Paparazzi Secrets: The Real Stories Behind 7 Amazing Shots by Celebrity Photographer Ron Galella

Ron Galella is widely regarded as the most famous and most controversial celebrity photographer in the world—he’s been dubbed “Paparazzo Extraordinaire” by Newsweek, and “the Godfather of U.S. paparazzi culture” by Time and Vanity Fair. Here are stories of how he got up close and personal with Mick Jagger, Jackie O, Al Pacino, and other publicly hounded stars.

1. Jerry Hall and Mick Jagger, Limelight, 1984

"They were at the club for a concert, I believe. I've taken more pictures of Mick than anybody other than Jackie—he'd give me nice quotes. One time he gave me the finger. But his face is so expressive, it was hard to take a bad photo. He was always making faces at me."

2. Al Pacino, Scarface premiere after party, 1983

"I have a technique for getting good pictures, and the technique is this: when they come out, you go in the street and shoot over the limousines. That way you have no cops in front of you. This was at the Scarface premiere party at Sardi's. The PR guy had kicked me out because he thought I was too wild and uncontrollable, but there's another picture I got right in through the car window with Pacino and his girlfriend at the time, Kathleen Quinlan. My picture ran double page in People Magazine because their photographer was inside. They got the cast. But they didn't get the girlfriend and I got her. So sometimes it pays to be outside."

3. John Lennon and David Bowie, 1975

"This was at the Grammys Awards party. The actual awards were at the Uris Theatre, which is now the Gershwin Theatre, but the after party was at the Essex House and there were a lot of stars there and Bowie was at one table and John Lennon was at another. And I went up to John Lennon's table and said, "John, can I get a picture of you and Bowie?" He says, "Sure," and he posed with Bowie, that's how I got one of my great shots. I like it because the composition is good. I like for one person to be the hero; in this case it's Bowie, looking towards the camera, and Lennon looking at him. That's the way a wedding photo should be—the bride looking at the camera and the groom looking at her."

4. Jackie Kennedy Onassis departs for New York City, 1979

"Every day after lunch, I would stake out Jackie. When it was too cold, I'd hang out in the lounge of the Croydon Hotel around the corner on 86th Street. After 7:30, 8:00, she might go out to the ballet or a restaurant. Her favorite restaurant was La Côte Basques on 55th Street right across from the St. Regis. Other times they would go to 21 Club. Jackie may not love me but I think she loves my work—she gave my pictures from our court battles to the JFK library. One day, she comes out of the 21 Club and she grabs my wrist and pins me against her limousine with her elbow and says, "You've been hunting me for three months now," in a whispering voice. I think she loved being pursued by me."

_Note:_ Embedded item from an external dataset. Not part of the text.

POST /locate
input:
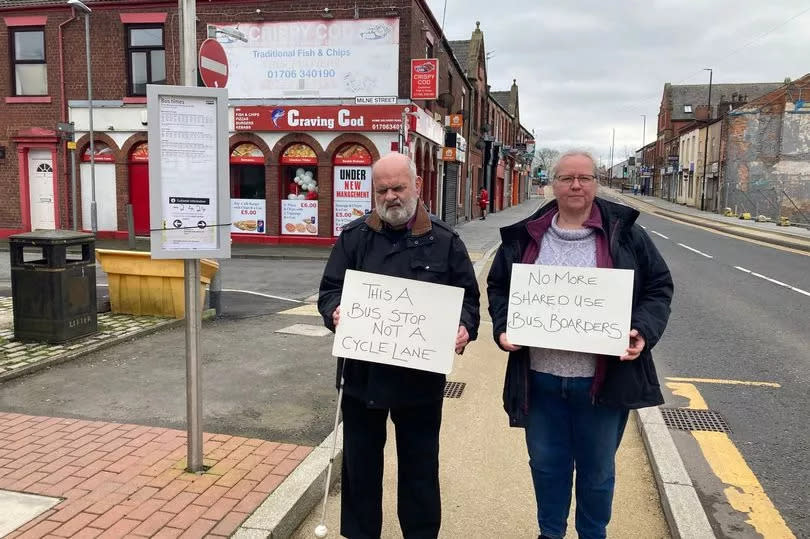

5. Bruce Springsteen and Patti Sciafla, 1988

"This was at a party at Canal Bar way downtown. He's just about to get out of the limo with Patti, and it's raining, you can see the drops on the windows. After I took the shot, he gets out, and there was a puddle at the curb, so he picked her up and carried her over it. I thought that was very gentlemanly."

6. Elizabeth Taylor's plane, 1973

"Back in those days, you could go right up to the gate and shoot. You could go out on the runway! One time I found out that Sophia Loren was leaving on American Airlines from JFK and I went right on the plane and shot her with the baby. Nobody stopped me! All I had was a press card around my neck."

7. Halston and guests, Bianca Jagger's 35th birthday party, 1980 (left); Grace Jones (right)

"The routine was that there were so many events in New York that after covering the main events, towards the end of the night I would go to Studio 54, even if there wasn't an event, the stars would go there. Halston was one of the big names there. Him and Liza Minnelli were almost always there. And Bianca too. Sometimes Liz Taylor, if she was in town. Warhol, of course. And Calvin Klein. That was the group. But whoever was in town Steve Rubell would invite them so they would meet other stars—that's what they loved about the Studio, meeting other stars."